1) In LLMs, every token has some degree of influence on the output. Starting the prompt with "You" and writing it in second person attracts the model towards specific volumes in the latent space. This can have good or bad impact on the output, depending on the model.

2) Instruct-type models are fine-tuned to respond to second-person prompts. "You"-prompts are what those models expect. If you're working with a model that isn't instruction-tuned, use whatever you want.
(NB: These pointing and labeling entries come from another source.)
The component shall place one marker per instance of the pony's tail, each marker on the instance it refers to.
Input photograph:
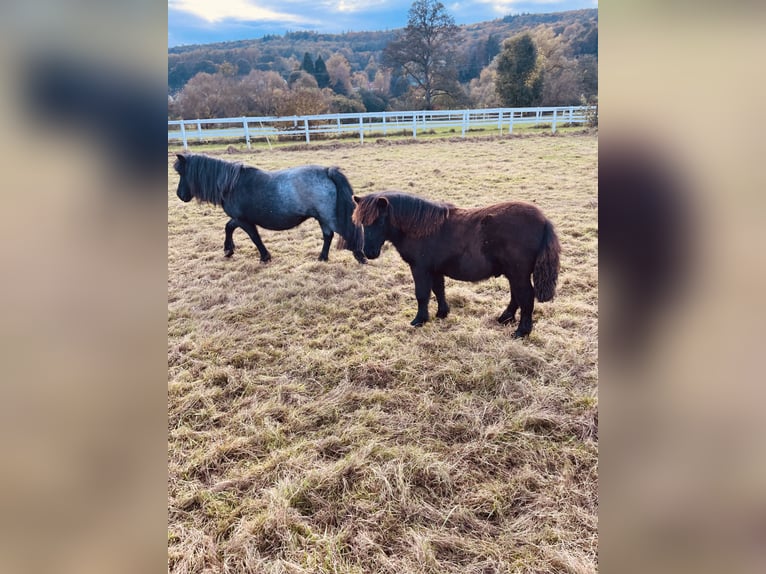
(546, 271)
(351, 236)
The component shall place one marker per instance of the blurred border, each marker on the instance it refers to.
(83, 401)
(681, 272)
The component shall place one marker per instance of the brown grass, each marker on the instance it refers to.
(312, 430)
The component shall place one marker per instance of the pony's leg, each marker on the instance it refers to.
(327, 237)
(509, 315)
(438, 288)
(228, 242)
(521, 287)
(252, 231)
(423, 281)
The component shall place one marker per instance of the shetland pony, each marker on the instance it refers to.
(441, 240)
(274, 200)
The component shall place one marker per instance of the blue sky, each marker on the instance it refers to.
(205, 21)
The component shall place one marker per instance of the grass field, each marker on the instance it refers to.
(259, 143)
(311, 429)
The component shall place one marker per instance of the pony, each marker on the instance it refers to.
(275, 200)
(441, 240)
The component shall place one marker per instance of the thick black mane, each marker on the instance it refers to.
(413, 215)
(209, 179)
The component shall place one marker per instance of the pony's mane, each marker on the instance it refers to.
(210, 179)
(413, 215)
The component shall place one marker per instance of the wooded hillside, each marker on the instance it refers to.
(360, 79)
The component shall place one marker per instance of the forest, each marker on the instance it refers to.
(302, 72)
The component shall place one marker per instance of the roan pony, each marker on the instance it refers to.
(438, 239)
(274, 200)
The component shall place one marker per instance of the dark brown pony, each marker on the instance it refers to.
(438, 239)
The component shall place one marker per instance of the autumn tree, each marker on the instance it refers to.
(308, 64)
(424, 52)
(519, 82)
(320, 73)
(339, 71)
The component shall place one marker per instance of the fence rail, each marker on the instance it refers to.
(371, 123)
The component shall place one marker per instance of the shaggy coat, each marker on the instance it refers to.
(441, 240)
(274, 200)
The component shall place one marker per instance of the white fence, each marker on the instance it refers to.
(370, 123)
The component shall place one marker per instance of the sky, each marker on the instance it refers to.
(206, 21)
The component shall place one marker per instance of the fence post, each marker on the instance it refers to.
(183, 135)
(247, 132)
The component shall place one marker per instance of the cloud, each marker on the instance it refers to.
(242, 10)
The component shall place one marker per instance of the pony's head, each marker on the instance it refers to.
(392, 215)
(372, 212)
(184, 191)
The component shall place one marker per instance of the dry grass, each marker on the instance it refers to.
(312, 430)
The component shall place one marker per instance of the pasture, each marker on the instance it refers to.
(311, 429)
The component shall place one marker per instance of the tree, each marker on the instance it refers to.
(320, 73)
(339, 71)
(308, 64)
(519, 81)
(423, 50)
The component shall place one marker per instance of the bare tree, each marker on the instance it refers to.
(424, 50)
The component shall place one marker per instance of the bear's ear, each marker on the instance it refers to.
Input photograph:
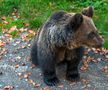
(76, 21)
(88, 11)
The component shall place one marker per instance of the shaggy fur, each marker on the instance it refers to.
(62, 38)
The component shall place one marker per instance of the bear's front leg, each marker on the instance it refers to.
(72, 73)
(47, 64)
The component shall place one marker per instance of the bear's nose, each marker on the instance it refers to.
(100, 44)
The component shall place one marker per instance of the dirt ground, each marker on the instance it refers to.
(17, 72)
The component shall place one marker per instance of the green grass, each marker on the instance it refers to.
(36, 12)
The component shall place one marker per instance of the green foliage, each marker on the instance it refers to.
(18, 22)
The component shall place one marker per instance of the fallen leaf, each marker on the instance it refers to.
(2, 43)
(46, 88)
(60, 86)
(16, 66)
(8, 87)
(37, 85)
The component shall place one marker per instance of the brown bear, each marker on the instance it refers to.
(63, 38)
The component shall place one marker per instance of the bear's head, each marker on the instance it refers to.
(85, 32)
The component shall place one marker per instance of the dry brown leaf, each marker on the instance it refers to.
(2, 43)
(32, 32)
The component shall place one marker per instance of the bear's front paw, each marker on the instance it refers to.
(73, 77)
(51, 82)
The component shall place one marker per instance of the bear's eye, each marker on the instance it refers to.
(91, 35)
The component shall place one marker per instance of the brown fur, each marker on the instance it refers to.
(62, 38)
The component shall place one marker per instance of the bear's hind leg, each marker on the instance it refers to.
(47, 64)
(72, 73)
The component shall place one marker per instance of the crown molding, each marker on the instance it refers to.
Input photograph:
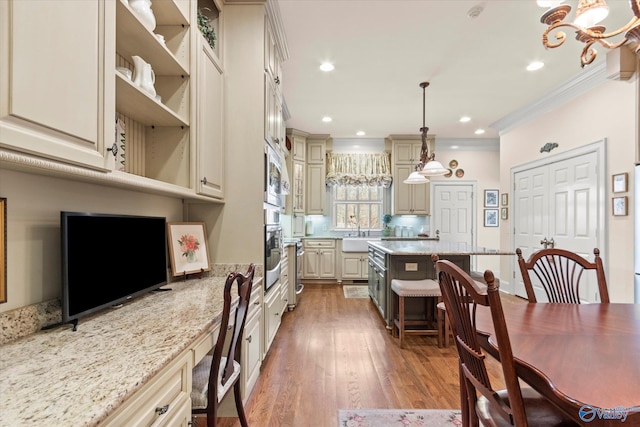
(577, 86)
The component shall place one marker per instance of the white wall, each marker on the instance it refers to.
(34, 203)
(609, 111)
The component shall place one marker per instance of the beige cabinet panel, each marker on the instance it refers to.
(408, 199)
(316, 191)
(354, 266)
(209, 137)
(57, 98)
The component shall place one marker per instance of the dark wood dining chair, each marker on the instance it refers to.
(513, 406)
(215, 374)
(560, 272)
Have you tried removing it and checking the results? Could it be that this is a cargo cult, people using You, simply because it was present in the ChatGPT prompt at the time it got leaked?
> Otherwise it’s just dead code, waiting to create problems

it's very possible that the pretense improves results: most recorded interactions /are/ between two people, after all.

Examples: HNN, StackOverflow, Reddit...
I'm not interested in pleasant, formal "conversation" with the thing roleplaying as human and wasting, time, keystrokes and money, I want data as fast and condensed as possible without dumb fluff. Yes, it's funny for few first times but not much after that
If you come across a model that gives you better results with pleasant wordier prompts, then just create a polite standard pre-prompt that lets the model know the conversation is to be terse, clear, factual, and direct as possible, without any unnecessary social or creative flourishes.

I mean, whatever gets the best results is what gets the best results, right? It's not a question of "funny" or "fluff".